Erich Fried – “Wollen”

Wollen

Bei dir sein wollen
Mitten aus dem was man tut
weg sein wollen
bei dir verschwunden sein

Nichts als bei dir
näher als Hand an Hand
enger als Mund an Mund
bei dir sein wollen

In dir zärtlich zu dir sein
dich küssen von außen
und dich streicheln von innen
so und so und auch anders

Und dich einatmen wollen
immer nur einatmen wollen
tiefer tiefer
und ohne Ausatmen trinken

Aber zwischendurch Abstand suchen
um dich sehen zu können
aus ein zwei Handbreit Entfernung
und dann dich weiterküssen

Erich Fried
Wanting

Wanting to be with you
in the middle of what I’m doing
wanting to be gone
lost within you

Nothing but with you
closer than hand to hand
more intimate than lips to lips
wanting to be with you

Being tender within you
kissing you from the outside
and caressing you from within
this and that way and also differently

And wanting to inhale you
nothing but inhaling
deeper deeper
and to drink without exhaling

And while doing so searching the distance
to see you
just two hands away
and then kiss you again

Translation by Günter Ehweiner

Erich Fried was born on 6 May 1921 in Vienna. He began writing early until the German Anschluss in March 1938 transformed him “from an Austrian high school pupil into a persecuted Jew.” His father was murdered by the Gestapo, and Fried fled to London, where he helped his mother and 70 other people escape.

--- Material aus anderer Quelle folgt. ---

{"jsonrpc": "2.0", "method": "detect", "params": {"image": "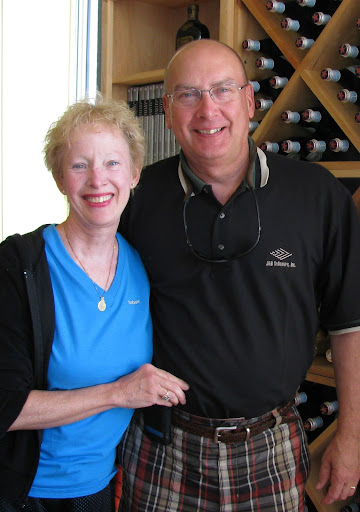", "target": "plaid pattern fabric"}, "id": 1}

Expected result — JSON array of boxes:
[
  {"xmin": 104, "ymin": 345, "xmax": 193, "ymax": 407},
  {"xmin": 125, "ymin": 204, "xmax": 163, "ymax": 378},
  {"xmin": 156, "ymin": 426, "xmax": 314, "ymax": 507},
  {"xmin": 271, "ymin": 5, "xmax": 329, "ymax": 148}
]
[{"xmin": 119, "ymin": 407, "xmax": 309, "ymax": 512}]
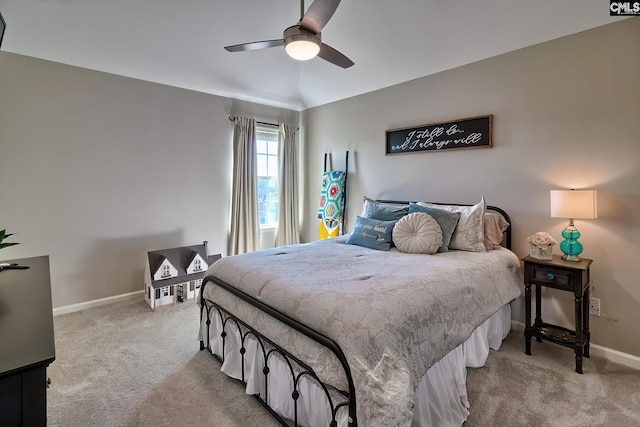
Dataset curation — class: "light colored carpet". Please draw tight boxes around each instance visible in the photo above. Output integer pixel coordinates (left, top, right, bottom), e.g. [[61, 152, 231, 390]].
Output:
[[48, 301, 640, 427]]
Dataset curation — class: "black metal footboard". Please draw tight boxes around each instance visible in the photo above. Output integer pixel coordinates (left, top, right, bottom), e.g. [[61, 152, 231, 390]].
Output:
[[200, 276, 358, 427]]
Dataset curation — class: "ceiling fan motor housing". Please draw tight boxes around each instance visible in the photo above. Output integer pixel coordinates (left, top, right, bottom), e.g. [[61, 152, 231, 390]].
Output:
[[283, 25, 322, 61]]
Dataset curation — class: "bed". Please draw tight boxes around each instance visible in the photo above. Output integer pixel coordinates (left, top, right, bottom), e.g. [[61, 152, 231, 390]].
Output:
[[199, 199, 523, 427]]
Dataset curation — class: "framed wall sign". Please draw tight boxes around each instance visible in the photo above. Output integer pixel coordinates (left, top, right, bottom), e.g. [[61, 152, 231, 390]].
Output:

After the war Fried became a co-worker for numerous newly founded journals, later a commentator in German-language programs at the BBC. He gave up this position in 1968 because of the Cold War posture adopted by the BBC.

He made a name for himself with various poems and his only novel (“A soldier and a girl” 1960) and also making translations (including, among other things, the translation of almost the entire works of Shakespeare) – but also his work conflicted with public opinion on political issues, which was reflected in many of his poems. It was not until the end of his life that he received the recognition he deserved in the form of awards such as the Bremen Literary Prize, the Austrian State Prize and the Georg Büchner Prize.

Erich Fried died after a long and serious illness on 22 November 1988 and was buried at the Kensal Green Cemetery in London.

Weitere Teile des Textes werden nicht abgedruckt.